Finn shakes his head, hair falling over his eyes. “Not a study. More like a scapegoat. Talia was trying to make it look like you’d violated every possible protocol, even before the pregnancy. Every missed hour, every time you skipped a meeting to handle a real emergency, it was in the file.”

Grey’s jaw flexes, visible even from across the room. “She got your med records, Sage. Without your sign-off.”

The world narrows, sound draining away except for the words echoing in my head. My hand slides to my stomach, as if to shield it from the violation.

“She what?” I say, but the question is rhetorical; I know, in the marrow, exactly what she did.

Beau paces, circling the coffee table, not meeting my eye. “It gets worse. Talia edited theFrontfootage to make it look like you were high, or out of it, or ignoring the team. There’s a three-minute cut of the trailer collapse, and it’s missing the part where you told Finn to call the medic. It’s just you, out cold, and the narrative that you were strung out or unfit.”

I sit. The futon is as hard as it looks, but it holds me. My legs tingle, then go numb. “So you’re telling me,” I say, voice paper-thin, “that every part of my life for the last few months is on a hard drive somewhere, labeled exhibit A?”

Finn nods. “That’s the part we can prove.”

Nobody speaks for a second. The only sound is the click of the baseboard heater, the intermittent wail of a siren from four stories below.

Grey’s voice is level, but the words are loaded. “We took it to the GM, legal, and HR. They all seemed relieved to have a reason to get rid of her.”

I laugh, this time for real. “You mutinied.”

He shrugs. “Somebody had to.”

Finn turns from the window, bracing both hands on the frame. “We got her to admit it. On record. She said you were a liability, that she flagged you for ‘the good of the team.’ Then she threatened us, said we’d lose our contracts if we made it public.”

I stare at the wall, at the Scandinavian print, the only thing in the room that isn’t a memory or a threat. “And?”

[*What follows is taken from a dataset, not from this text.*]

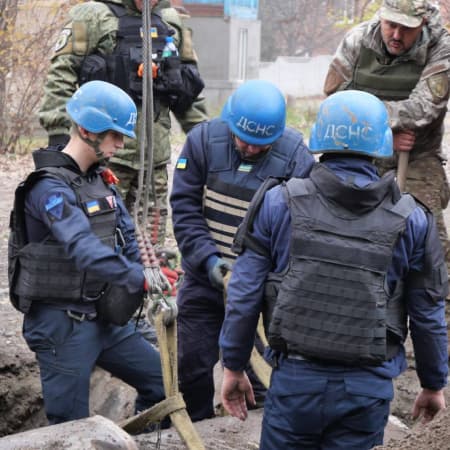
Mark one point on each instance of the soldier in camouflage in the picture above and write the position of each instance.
(94, 29)
(403, 56)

Beau spreads his hands, palms up. “And now she’s on leave. Indefinite, with pay, but off the team. The league’s doing an investigation, but everyone who mattered already knows what went down.”

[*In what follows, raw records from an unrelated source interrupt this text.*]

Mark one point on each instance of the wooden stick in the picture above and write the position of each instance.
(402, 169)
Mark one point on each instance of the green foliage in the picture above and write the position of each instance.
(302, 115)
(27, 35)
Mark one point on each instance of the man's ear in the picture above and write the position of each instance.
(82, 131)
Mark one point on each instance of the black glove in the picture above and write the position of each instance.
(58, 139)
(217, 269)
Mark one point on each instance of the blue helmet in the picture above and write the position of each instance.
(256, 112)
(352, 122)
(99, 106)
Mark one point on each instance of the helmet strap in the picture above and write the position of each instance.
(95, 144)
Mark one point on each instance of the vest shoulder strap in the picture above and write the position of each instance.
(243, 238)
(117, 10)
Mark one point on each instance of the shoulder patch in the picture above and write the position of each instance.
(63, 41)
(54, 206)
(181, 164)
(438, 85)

My chest hurts in a way I wasn’t expecting. There’s no relief, just a hollow where the anger used to be.

Finn tries to smile, but it comes out crooked. “You could come back,” he says. “If you want.”

I look at my belly, at the impossible roundness of it, and shake my head. “You know I can’t.”

Grey is ready for this. “We thought you’d say that. Which is why”—he glances at Beau, who nods—“we set up a backup. One of the sponsors is starting a wellness thing for players and ex-players. It’s all online, remote, but they want you to run it. Your name, your protocols, your rules.”

Finn grins, the old reckless light flickering in his eyes. “I’ll be your first client,” he says. “I already quit drinking.”

Beau, still crouched, takes my hand and squeezes it. “We want you, Sage,” he says. “Not just the team. Not just for tape and protein bars and ‘good job’ emails. We want you in our lives.”

The words crack something open. For months, I’ve run every scenario: humiliation, expulsion, shame. I never once imagined anyone would fight for me.

I cover my face with my hands, and for a second, the whole room is nothing but sound: my own ragged breathing, the shudder of a subway underfoot, the faint, hopeful laughter from the street below.

When I look up, the three of them are still there. Waiting.

I clear my throat, try to find a joke, but all that comes out is, “I’m not sure I even know how to do anything but this.”

Finn shrugs. “We’ll teach you.”

Beau says, “We’ll figure it out together.”

Grey, the last to speak, gives a slow, deliberate nod. “You’re not alone, Sage. Not anymore.”